Nous avons eu un petit pincement de jalousie en regardant le compte Facebook de Jean Quatremer, militant de la cause européenne et journaliste à Libération. Pendant que certains étaient cloués à Paris pour interviewer Marine Le Pen au grand rendez-vous d'Europe 1-Le Monde et i-Télé, il en était. A Bruxelles, aux côtés de Daniel Cohn-Bendit, 70 ans, qui faisait ses adieux à la scène européenne après quinze années passées au Parlement européen.
« Et quelques photos cultes (pour moi en tout cas), celles du débat que j'ai coanimé avec Dany sur l'avenir de l'Europe », écrit fièrement Quatremer. Dany est entouré de ses amis proeuropéens de toujours : l'ancien ministre des affaires étrangères allemand, le Vert Joschka Fischer, bientôt 66 ans, l'ancienne commissaire et ministre italienne Emma Bonino (66 ans), l'écrivain algérien Yasmina Khadra (59 ans), et l'ancien commissaire à l'exclusion de Sarkozy, Martin Hirsch (50 ans). « Dessine-moi l'Europe », voit-on en arrière-plan : si Dany s'en va, il ne renonce pas, et il a esquissé son « rêve européen ».
Pendant ces instants de bonheur, ces moments d'entre-soi européen, Marine Le Pen infligeait son cauchemar, écoutée par un million de Français. Le « cauchemar » de la mondialisation et son rejet de l'Europe. « Jusqu'à quel niveau de souffrance allons-nous continuer dans l'échec de l'Union européenne ? », a-t-elle harangué, dénonçant « l'extrémisme libéral » et appelant à se « débarrasser de l'euro ». Anti-euro, anti-immigration, anti-mondialisation, le programme Le Pen a le mérite de la clarté.

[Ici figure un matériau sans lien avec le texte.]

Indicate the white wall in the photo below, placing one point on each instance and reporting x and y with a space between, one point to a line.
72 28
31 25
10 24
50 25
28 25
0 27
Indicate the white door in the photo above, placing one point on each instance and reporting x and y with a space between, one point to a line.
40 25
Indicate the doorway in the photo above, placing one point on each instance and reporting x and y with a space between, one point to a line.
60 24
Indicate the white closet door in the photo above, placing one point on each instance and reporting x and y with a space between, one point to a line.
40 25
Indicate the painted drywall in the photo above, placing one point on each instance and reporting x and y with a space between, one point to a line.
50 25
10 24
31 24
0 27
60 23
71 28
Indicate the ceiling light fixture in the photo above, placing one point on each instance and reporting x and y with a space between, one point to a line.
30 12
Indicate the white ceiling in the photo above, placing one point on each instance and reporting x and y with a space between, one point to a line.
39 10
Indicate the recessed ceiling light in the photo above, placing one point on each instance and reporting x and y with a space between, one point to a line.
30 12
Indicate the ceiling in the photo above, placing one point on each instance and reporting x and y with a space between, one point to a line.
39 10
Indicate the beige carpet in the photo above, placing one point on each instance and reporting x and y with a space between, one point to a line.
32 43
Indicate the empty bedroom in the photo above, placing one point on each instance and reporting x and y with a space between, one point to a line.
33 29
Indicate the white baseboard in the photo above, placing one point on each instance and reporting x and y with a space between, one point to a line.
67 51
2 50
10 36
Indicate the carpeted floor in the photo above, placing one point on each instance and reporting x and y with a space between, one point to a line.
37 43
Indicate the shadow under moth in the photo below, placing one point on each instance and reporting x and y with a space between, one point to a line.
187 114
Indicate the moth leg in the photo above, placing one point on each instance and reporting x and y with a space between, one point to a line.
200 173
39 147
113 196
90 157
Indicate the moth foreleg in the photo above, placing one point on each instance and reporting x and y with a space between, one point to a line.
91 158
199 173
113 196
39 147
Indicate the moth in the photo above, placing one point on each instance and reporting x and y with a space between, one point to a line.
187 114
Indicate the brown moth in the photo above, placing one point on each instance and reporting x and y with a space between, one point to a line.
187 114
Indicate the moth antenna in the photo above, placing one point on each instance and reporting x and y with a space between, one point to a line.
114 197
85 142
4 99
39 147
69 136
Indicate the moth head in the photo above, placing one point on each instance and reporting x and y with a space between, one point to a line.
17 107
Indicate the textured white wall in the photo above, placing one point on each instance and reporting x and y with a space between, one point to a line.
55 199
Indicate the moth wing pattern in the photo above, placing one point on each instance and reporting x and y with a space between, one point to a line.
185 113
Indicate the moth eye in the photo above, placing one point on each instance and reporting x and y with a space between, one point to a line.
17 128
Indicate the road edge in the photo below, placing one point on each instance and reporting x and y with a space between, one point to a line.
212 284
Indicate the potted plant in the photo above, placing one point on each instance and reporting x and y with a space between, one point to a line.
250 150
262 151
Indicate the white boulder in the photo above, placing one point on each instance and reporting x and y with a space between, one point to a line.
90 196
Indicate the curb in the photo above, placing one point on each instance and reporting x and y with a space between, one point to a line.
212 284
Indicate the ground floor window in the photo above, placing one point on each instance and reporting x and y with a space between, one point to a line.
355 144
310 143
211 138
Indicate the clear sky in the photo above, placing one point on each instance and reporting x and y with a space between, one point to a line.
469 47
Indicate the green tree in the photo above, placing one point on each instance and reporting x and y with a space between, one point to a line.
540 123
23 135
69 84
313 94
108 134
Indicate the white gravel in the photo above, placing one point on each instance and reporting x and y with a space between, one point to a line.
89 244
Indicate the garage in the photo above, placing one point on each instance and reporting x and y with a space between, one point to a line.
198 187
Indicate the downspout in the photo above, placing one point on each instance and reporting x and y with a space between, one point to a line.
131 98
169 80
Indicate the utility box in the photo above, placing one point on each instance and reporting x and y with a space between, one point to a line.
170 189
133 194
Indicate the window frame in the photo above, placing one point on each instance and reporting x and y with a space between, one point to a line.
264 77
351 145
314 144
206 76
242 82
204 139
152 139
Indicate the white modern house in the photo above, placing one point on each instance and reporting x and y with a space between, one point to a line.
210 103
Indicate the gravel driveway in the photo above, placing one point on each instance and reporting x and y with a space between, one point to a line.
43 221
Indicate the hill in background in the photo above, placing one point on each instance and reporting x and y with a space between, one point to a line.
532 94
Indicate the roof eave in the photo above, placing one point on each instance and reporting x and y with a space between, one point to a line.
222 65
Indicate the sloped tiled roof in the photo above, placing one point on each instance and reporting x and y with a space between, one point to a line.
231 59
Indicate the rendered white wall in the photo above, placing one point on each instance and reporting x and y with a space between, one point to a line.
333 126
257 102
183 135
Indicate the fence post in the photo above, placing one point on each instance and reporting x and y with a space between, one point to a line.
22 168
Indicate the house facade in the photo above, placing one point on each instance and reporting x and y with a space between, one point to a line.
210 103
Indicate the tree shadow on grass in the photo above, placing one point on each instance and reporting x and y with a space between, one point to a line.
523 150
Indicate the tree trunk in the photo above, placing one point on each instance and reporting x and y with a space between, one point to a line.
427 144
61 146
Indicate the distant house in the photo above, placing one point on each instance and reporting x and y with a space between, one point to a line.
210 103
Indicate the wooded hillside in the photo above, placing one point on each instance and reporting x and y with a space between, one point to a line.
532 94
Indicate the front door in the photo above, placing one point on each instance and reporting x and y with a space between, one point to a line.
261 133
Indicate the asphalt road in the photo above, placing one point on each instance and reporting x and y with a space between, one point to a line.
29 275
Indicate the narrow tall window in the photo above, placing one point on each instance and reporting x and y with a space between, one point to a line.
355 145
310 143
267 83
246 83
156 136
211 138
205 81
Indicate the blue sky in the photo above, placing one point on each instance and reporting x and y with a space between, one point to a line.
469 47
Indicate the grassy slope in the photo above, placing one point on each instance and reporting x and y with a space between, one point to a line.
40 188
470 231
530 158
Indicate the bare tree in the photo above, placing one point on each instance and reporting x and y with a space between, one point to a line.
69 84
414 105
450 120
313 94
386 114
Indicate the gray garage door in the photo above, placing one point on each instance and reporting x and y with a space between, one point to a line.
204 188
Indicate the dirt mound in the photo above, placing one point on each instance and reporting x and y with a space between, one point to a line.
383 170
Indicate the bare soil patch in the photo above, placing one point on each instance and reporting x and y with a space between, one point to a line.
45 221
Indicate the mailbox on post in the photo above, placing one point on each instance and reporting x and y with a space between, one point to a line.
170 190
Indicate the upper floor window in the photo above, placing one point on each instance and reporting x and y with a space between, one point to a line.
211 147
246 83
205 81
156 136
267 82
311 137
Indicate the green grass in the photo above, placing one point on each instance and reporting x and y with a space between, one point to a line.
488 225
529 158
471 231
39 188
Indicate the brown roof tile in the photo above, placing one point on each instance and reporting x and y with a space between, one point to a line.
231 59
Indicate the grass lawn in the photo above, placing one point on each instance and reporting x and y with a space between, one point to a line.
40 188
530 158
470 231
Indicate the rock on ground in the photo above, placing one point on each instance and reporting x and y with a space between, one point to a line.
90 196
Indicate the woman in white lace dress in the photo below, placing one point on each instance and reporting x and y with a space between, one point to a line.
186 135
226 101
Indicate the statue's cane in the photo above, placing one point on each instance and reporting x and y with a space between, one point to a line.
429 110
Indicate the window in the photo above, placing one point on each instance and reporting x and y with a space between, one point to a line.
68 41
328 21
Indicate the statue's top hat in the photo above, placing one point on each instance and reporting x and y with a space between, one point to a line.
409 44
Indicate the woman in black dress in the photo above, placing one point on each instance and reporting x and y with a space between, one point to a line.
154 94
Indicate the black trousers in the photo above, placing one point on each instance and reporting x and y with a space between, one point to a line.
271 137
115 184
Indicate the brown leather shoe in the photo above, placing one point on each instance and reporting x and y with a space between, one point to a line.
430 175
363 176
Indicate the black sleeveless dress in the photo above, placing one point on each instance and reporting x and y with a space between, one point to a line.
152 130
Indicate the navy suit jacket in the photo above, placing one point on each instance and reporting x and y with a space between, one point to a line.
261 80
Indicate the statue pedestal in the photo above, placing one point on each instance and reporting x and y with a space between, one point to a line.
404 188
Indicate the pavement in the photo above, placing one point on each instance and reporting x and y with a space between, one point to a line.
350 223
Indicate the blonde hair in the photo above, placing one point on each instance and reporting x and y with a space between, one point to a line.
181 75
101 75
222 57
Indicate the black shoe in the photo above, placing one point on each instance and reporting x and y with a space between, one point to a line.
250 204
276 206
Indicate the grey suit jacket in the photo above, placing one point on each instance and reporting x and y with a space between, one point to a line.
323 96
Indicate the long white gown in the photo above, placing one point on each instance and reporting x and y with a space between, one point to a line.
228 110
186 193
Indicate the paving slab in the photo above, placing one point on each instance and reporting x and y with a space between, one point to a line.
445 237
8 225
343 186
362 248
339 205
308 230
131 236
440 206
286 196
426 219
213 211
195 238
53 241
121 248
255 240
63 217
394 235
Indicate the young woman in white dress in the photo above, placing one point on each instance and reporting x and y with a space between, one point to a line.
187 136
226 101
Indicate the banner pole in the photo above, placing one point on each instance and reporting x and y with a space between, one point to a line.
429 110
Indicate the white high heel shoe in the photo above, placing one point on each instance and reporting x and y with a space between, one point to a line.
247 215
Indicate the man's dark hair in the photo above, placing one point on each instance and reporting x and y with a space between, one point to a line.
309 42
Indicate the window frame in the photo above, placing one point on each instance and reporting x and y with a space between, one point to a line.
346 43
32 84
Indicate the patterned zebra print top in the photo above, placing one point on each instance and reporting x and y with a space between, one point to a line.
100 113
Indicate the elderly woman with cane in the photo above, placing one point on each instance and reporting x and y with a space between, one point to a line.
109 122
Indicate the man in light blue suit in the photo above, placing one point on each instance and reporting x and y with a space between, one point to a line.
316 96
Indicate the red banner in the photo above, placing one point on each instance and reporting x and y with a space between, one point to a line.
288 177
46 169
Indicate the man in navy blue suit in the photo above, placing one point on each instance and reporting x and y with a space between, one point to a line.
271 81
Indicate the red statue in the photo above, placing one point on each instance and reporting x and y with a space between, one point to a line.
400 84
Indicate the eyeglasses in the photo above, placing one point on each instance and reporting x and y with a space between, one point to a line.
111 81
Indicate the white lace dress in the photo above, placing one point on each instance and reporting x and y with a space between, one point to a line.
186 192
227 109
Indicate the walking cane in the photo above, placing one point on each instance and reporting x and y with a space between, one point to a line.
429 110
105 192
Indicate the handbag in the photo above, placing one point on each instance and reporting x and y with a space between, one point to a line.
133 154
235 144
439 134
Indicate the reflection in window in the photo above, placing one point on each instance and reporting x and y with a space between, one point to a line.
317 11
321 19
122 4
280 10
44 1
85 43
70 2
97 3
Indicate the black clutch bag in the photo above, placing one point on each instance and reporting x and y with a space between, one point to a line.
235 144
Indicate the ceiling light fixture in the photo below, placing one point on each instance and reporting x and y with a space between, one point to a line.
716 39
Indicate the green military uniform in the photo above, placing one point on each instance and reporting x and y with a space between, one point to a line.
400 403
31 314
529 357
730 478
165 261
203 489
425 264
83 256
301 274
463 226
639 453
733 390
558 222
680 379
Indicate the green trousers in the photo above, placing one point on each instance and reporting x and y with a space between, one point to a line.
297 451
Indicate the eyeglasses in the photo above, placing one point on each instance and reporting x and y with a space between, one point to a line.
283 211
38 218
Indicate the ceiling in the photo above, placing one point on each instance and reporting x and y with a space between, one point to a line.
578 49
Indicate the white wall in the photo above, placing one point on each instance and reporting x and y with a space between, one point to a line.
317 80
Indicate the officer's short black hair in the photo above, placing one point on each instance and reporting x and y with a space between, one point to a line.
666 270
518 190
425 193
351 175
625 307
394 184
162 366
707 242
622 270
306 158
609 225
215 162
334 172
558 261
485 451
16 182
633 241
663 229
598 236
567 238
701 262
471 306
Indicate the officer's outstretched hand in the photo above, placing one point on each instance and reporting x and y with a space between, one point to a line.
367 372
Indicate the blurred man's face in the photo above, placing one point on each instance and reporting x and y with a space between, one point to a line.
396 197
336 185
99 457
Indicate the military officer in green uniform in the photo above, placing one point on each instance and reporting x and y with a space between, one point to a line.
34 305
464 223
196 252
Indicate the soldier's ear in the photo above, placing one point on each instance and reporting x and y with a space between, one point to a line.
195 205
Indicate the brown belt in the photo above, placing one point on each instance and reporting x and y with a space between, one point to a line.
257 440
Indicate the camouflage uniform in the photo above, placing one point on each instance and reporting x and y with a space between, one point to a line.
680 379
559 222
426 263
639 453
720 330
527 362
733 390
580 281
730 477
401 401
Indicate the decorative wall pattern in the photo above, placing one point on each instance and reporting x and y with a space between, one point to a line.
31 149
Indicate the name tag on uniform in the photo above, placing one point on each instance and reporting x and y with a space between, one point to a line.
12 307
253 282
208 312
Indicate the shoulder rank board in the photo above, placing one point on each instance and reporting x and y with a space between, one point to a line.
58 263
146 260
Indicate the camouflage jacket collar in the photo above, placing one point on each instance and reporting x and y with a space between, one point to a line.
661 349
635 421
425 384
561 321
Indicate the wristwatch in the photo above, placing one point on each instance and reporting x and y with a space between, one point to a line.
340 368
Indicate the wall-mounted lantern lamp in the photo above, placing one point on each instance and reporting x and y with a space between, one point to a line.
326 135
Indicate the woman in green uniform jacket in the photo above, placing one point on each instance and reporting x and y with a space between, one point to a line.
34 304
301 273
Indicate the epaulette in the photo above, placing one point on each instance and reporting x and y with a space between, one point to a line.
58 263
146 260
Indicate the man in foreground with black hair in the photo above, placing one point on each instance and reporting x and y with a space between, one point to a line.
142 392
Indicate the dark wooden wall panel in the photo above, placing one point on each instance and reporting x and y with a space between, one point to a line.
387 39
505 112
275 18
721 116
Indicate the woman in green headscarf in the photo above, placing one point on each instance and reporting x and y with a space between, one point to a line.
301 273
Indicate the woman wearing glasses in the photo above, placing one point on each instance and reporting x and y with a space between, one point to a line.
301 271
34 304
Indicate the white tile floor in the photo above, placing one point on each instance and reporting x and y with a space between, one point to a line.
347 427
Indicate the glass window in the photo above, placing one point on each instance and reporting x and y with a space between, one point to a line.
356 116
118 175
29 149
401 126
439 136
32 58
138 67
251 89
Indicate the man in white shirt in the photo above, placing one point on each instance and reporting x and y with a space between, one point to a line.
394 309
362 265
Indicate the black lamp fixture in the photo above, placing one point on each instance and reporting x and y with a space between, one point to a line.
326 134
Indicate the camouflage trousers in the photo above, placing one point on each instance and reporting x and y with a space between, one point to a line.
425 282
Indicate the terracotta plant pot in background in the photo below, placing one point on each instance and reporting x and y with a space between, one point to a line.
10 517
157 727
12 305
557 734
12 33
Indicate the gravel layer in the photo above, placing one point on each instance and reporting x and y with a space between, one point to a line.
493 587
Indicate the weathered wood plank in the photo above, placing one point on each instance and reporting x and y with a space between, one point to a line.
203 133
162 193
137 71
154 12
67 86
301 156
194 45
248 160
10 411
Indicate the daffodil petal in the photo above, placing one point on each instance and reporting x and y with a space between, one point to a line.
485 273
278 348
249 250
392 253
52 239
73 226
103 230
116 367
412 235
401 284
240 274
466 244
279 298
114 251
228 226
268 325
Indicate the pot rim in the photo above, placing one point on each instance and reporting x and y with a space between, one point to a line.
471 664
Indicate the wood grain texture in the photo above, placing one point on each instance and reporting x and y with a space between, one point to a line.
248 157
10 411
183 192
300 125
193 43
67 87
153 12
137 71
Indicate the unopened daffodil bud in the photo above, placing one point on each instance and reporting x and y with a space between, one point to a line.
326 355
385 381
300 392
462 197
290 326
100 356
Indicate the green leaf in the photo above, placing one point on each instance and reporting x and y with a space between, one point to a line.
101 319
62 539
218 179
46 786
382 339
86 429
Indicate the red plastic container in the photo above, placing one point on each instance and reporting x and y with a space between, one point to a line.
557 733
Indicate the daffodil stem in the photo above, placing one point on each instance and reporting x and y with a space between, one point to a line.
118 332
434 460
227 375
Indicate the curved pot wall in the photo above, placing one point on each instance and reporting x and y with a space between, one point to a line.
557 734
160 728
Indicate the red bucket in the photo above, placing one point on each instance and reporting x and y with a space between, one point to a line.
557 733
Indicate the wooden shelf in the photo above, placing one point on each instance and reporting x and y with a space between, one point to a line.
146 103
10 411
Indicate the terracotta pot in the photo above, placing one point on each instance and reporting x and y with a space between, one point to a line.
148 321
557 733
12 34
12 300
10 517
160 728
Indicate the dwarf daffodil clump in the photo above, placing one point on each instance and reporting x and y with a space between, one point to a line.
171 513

A six semaines des élections européennes du 25 mai, la campagne est enfin lancée. Mais c'est une curieuse campagne où les galaxies ne se croisent guère. Les partis traditionnels ont l'Europe honteuse, des socialistes qui prétendent combattre une Europe libérale à l'UMP qui aime tant l'Europe qu'elle voudrait en changer. « Que votre oui soit oui, que votre non soit non », exhorte, en citant l'Évangile, l'intellectuel centriste Jean-Louis Bourlanges.